Agra, India, Rainbow Hospital
The UCSF NASG Team presented at the Obstetrics and Gynecology Association Meeting in the new Rainbow Hospital referral center in Agra India on June 5th 2013. The interactive talks included enthusiastic interactions by local maternal health advocates and hospital staff: Overview of Postpartum Hemorrhage, Blood Loss Estimation and Demonstration, and Overview of the NASG with Demonstration. Kind thanks to Dr. Narendra Malhotra for organizing this exciting event. Dr. Malhotra began implementing the NASG in hospitals that night. By December 2014 the peripheral clinics and ambulances are using NASG before sending to Rainbow Hospital, and the staff and Dr. Malhotra believe it is contributing to decreasing maternal mortality from hemorrhage. Dr. Malhotra posts success stories on the NASG on his Rainbow Hospital Facebook Page.
URC and MOH: Cambodia, Better Health Services Project
http://www.urc-chs.com/project?ProjectID=6
The NASG was introduced in Cambodia by Jerker Liljestrand of URC Better Health Services in 2012 as part of the Improving Maternal Health Project. Professor Miller traveled to Cambodia and trained health workers and MOH maternal health experts on NASG and it’s place in a Continuum of Care for PPH. Dr. Liljestrand reported that by December 2014 at a National EmONC workshop in Cambodia, the NASG was a hot topic. Demand is now increasing for nation-wide implementation. Users say that having the NASG is empowering for the health center midwives; they now know there is something they can do to save a mother’s life.

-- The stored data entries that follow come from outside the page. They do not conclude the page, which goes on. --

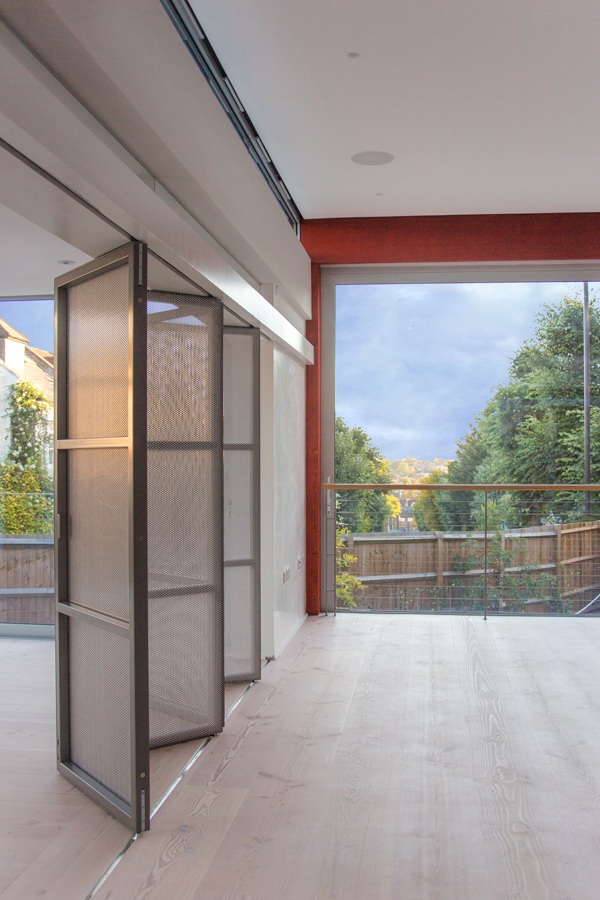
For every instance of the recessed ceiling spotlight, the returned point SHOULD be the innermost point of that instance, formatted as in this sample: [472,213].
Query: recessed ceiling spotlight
[372,158]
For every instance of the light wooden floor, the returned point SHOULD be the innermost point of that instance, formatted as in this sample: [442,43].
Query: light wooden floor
[54,842]
[381,758]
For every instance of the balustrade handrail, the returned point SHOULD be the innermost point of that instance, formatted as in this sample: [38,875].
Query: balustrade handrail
[462,487]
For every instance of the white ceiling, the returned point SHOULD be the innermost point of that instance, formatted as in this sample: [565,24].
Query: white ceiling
[29,257]
[488,106]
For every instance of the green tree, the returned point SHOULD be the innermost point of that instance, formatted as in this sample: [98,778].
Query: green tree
[25,482]
[427,509]
[358,461]
[531,431]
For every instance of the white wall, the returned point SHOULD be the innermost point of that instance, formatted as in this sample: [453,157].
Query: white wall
[289,522]
[283,604]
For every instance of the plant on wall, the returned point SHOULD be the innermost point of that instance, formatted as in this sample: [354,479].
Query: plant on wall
[25,482]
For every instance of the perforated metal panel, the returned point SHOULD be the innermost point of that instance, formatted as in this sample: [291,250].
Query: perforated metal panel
[185,552]
[101,540]
[98,357]
[97,485]
[241,405]
[100,706]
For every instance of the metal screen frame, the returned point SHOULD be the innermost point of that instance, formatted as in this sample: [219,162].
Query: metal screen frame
[253,673]
[214,447]
[135,814]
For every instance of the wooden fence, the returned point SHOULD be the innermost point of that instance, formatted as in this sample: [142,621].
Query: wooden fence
[444,570]
[27,579]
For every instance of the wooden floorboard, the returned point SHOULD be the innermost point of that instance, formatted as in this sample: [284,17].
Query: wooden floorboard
[55,843]
[396,758]
[385,757]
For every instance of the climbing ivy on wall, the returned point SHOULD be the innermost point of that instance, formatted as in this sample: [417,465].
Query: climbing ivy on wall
[26,505]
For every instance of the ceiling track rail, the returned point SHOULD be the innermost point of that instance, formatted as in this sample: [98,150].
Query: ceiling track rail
[186,23]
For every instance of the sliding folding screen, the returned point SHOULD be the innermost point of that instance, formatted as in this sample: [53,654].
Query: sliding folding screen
[139,549]
[101,532]
[241,408]
[185,516]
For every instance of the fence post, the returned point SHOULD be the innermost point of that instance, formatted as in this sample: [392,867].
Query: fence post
[485,556]
[439,559]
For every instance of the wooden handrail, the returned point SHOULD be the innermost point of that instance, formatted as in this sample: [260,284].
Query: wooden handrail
[462,487]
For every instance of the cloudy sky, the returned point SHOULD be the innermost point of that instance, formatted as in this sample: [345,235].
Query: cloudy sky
[33,318]
[416,363]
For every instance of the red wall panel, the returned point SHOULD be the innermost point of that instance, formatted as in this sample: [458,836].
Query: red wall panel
[418,239]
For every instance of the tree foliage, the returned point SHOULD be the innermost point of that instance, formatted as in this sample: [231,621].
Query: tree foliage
[25,482]
[531,431]
[358,461]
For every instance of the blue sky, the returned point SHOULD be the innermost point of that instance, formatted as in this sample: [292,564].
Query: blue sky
[33,318]
[416,363]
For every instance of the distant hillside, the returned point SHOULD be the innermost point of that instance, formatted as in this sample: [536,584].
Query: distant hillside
[409,469]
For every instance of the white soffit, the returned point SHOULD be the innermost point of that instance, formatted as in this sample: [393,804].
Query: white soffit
[486,106]
[30,257]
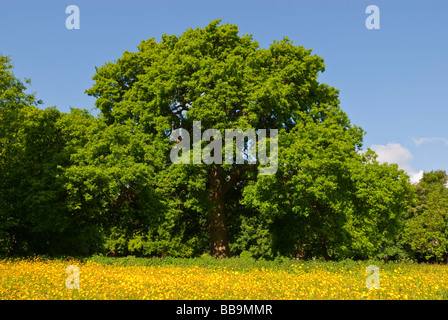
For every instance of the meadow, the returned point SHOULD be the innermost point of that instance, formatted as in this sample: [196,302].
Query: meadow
[207,278]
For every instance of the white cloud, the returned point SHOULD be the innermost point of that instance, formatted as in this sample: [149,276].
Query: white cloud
[432,139]
[396,153]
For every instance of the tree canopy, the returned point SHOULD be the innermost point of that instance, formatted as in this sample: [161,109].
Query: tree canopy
[73,183]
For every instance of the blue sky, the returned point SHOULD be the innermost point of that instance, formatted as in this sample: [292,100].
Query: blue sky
[393,81]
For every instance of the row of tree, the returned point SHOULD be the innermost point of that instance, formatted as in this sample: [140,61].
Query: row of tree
[76,184]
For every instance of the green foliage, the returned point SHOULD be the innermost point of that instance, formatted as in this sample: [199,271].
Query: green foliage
[76,184]
[426,231]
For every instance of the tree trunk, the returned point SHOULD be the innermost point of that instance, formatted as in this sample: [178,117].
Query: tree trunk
[12,244]
[219,243]
[324,248]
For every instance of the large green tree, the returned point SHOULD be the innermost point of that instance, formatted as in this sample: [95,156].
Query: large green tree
[224,80]
[426,231]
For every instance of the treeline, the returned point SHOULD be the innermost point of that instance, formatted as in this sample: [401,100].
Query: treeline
[76,184]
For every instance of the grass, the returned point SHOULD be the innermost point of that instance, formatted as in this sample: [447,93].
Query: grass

Dr. Liljestrand also noted that there is also an interesting “red flag effect” where the red (burgundy, size small) NASG acts as a red flag. Once it has been applied at the health center, everyone knows that you must send the woman to a referral hospital at once, and at the referral hospital any woman who arrives wearing the NASG is “wearing” a red flag requiring urgent care.
HDI and MOH, Niger: Postpartum Hemorrhage Project (Initiative to Prevent Women from Bleeding to Death at Childbirth)
Working with FIGO, HDI ex. Dir Dr. Anders Siem and Dr. Zeidou Alassoom, Safe Motherhood Program staff Elizabeth Butrick traveled to Niger in 2013. HDI has collaborated with Government of Niger to rapidly achieve MDGs 4 and 5 on a public health scale, and on rapid community-based prevention of obstetric fistula since 2008. Beginning in late 2013, Government of Niger and HDI are collaborating on a nationwide Initiative to Prevent Women from Bleeding to Death at Childbirth, using misoprostol for prevention, and ballon tamponade and NASG for rescue treatment. By 2014 Niger competed distribution of supplies and training to the last level of the cascade in the final districts, and the Initiative to Prevent Women from Bleeding to Death at Childbirth is now under way in all of the country’s eight Regions.
CHAI Ethiopia: Household to Hospital Continuum of Care Project Ethiopia:
With consultation with UCSF’s Safe Motherhood Team and direct training by our colleagues from Pathfinder and Nigeria, Ibadan UCH, CHAI Ethiopia embarked on a pilot NASG project in 2011. They began their pilot in 2012 in 9 hospitals, 4 in Tigray and 5 in Oromia. Results comparing rate of mortality from PPH from baseline to endline, 14.2% (27/190) vs. 2.9% (5/170). Women were 80% less likely to die from PPH after the NASG was introduced. The NASG has now been scaled up to nearly all districts in Ethiopia.